Byron’s great misfortune, it seems, is its accessibility and uniqueness. What a treat then to stumble across another little bohemian gem last Friday on one of my bi-monthly adventure trips, this one crystallized in all its authenticity by inaccessibility and secrecy. Hidden away on its own stretch of beach in South Sydney, this ‘shanty estate’ of falling-down corrugated iron and weatherboard batches, water tanks, unchained bicycles and a 15-year buyers wait list, was not only a delightful picnic spot but testament to the fact that some (all eight of them) waterfront inhabitants still find expression in modesty and subtlety.

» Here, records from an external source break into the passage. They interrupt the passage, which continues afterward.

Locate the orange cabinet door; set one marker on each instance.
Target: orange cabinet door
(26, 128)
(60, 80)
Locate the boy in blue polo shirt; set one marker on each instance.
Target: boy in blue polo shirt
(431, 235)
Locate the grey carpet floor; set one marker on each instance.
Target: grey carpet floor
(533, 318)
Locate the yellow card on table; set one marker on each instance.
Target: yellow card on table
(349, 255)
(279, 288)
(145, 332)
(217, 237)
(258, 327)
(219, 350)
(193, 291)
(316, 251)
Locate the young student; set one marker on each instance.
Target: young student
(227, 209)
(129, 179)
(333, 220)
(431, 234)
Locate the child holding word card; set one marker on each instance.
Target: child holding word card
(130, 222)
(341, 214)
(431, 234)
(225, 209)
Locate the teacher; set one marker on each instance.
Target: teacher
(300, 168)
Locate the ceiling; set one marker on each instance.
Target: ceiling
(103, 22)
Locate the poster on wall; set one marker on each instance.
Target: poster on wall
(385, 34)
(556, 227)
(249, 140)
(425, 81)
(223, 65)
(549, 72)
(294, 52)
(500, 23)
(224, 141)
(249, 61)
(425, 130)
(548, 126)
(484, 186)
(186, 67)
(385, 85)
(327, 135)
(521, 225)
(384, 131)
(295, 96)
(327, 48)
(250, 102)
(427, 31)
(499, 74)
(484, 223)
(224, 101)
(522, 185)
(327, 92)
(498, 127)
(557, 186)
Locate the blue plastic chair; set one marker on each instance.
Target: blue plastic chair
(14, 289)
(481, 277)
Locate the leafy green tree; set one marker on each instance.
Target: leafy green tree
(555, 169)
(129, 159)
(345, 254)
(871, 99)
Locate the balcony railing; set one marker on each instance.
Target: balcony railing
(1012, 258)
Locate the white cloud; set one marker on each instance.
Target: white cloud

It’s certainly bohemian to convene with nature, not sure it’s quite so bohemian to put down Keats and don tracky-daks and Nikes for these adventures (even to take them off again for the Pre-Raphaelite nudie frolics in the all-but deserted tributaries of Sydney harbour). And, aside from spectacular, ‘deserted’ is the word that describes our adventure routes. Whether on foot, bike or kayak - and I’ve done over 45 day trips around the Sydney area and never repeated a route - another hiker or kayaker is a rare sight. I go with a girlfriend and we take it in turns to surprise the other with the destination and mode of transport. Our only stipulation is that it should cost nothing but require some form of exercise. Thank you dear taxpayer for this extraordinary resource of National Parks and waterways and thank you for letting us have it all to ourselves.
Good news. The bohos of Sydney are alive and well. I saw them with my own eyes one night this week, firstly as they stalked in their lovely long, slim, black-legged way from the tunnels of North Sydney towards Luna park concert hall, then in their black thousands to pay black homage to the prince of Bohemian cool, the smoking, blaspheming, black and godly Nick Cave. Halleluiah!